Statistics

Graphical Representation

The table shown above is one way of representing the frequency distribution of a sample or population. A frequency distribution is any method for summarizing data that shows the number of individuals or individual cases present in each given interval of measurement. In the table above, there are 5,382,025 female African-Americans in the age group 0-19; 2,982,305 in the age group 20-29; 2,587,550 in the age group 30-39; and so on.

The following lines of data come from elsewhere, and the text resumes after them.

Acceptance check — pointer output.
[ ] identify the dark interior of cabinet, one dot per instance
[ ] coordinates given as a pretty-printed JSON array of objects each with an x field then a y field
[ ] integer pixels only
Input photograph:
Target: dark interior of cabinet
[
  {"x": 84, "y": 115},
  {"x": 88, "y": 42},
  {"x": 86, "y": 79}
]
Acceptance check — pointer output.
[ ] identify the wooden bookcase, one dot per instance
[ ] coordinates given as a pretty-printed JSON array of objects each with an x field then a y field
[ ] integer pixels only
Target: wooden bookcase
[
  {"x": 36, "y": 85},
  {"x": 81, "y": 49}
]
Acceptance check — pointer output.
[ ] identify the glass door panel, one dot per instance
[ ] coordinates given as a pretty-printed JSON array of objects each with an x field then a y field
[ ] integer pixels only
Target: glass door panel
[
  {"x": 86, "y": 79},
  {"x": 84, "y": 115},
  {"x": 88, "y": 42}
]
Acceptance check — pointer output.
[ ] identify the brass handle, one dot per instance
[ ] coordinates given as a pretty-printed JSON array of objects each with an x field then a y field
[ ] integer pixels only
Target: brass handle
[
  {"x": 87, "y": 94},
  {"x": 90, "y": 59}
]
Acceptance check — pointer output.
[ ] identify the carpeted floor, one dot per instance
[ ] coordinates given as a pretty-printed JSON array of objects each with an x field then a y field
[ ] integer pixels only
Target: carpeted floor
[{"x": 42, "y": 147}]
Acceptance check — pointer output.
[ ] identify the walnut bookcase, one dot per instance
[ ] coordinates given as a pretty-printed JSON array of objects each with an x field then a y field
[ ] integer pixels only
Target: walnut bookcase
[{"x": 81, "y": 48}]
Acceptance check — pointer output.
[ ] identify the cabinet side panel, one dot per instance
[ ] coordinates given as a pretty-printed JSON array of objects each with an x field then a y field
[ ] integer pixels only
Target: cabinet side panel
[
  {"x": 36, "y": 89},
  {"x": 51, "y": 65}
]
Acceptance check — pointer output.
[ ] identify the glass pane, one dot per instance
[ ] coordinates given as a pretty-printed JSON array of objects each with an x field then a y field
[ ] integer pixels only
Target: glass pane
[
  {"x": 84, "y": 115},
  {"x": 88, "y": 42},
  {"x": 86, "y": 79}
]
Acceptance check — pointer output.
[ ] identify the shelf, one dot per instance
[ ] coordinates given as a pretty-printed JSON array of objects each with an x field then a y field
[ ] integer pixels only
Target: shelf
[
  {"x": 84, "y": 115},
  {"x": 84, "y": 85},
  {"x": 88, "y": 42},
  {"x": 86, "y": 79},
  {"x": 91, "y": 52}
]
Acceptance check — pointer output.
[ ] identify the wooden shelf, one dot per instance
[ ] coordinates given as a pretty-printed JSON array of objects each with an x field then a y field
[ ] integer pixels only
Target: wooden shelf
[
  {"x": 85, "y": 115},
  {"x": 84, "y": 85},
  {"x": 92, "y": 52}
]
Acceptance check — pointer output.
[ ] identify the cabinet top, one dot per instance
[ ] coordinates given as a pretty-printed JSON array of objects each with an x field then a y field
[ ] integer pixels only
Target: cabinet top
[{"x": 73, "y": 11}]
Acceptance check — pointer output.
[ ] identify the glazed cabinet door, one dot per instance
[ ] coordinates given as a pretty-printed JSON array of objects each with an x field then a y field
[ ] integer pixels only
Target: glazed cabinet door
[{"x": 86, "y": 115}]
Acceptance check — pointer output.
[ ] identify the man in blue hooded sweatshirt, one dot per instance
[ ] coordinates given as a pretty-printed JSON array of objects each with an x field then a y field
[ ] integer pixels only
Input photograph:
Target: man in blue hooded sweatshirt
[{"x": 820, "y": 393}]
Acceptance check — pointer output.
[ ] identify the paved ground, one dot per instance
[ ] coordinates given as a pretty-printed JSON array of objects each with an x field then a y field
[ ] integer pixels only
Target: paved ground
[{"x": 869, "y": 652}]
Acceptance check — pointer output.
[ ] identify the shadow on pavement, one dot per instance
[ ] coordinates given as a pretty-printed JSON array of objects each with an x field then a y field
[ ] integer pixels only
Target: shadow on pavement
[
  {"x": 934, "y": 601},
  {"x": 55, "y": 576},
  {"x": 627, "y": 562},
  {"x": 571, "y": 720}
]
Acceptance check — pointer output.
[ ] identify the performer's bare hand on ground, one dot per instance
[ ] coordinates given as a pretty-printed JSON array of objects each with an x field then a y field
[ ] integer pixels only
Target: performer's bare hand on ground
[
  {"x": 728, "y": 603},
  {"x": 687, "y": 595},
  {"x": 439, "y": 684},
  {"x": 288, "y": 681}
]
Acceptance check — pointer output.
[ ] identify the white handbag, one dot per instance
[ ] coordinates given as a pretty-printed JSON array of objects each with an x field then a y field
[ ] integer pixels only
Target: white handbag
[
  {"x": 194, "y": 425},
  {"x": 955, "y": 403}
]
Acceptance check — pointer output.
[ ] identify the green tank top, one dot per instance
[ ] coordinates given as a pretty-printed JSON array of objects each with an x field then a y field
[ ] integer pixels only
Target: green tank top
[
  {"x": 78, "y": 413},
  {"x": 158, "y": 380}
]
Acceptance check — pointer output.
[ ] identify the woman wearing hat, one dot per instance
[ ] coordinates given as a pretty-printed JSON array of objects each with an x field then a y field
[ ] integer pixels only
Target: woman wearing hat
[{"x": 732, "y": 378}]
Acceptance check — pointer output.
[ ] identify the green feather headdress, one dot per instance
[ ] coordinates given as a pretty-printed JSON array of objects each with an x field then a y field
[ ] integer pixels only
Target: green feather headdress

A common method for expressing frequency distributions in an easy-to-read form is a graph. Among the kinds of graphs used for the display of data are histograms, bar graphs, and line graphs. A histogram is a graph that consists of solid bars without any space between them. The width of the bars corresponds to one of the variables being presented, and the height of the bars to a second variable. If we constructed a histogram based on the table shown above, the graph would have six bars, one for each of the six age groups included in the study. The height of the six bars would correspond to the frequency found for each group. The first bar (ages 0-19) would be nearly twice as high as the second (20-29) and third (30-39) bars since there are nearly twice as many individuals in the first group as in the second or third. The fourth, fifth, and six bars would be nearly the same height since there are about the same numbers of individuals in each of these three groups.

Another kind of graph that can be constructed from a histogram is a frequency polygon. A frequency polygon can be made by joining the midpoints of the top lines of each bar in a histogram to each other.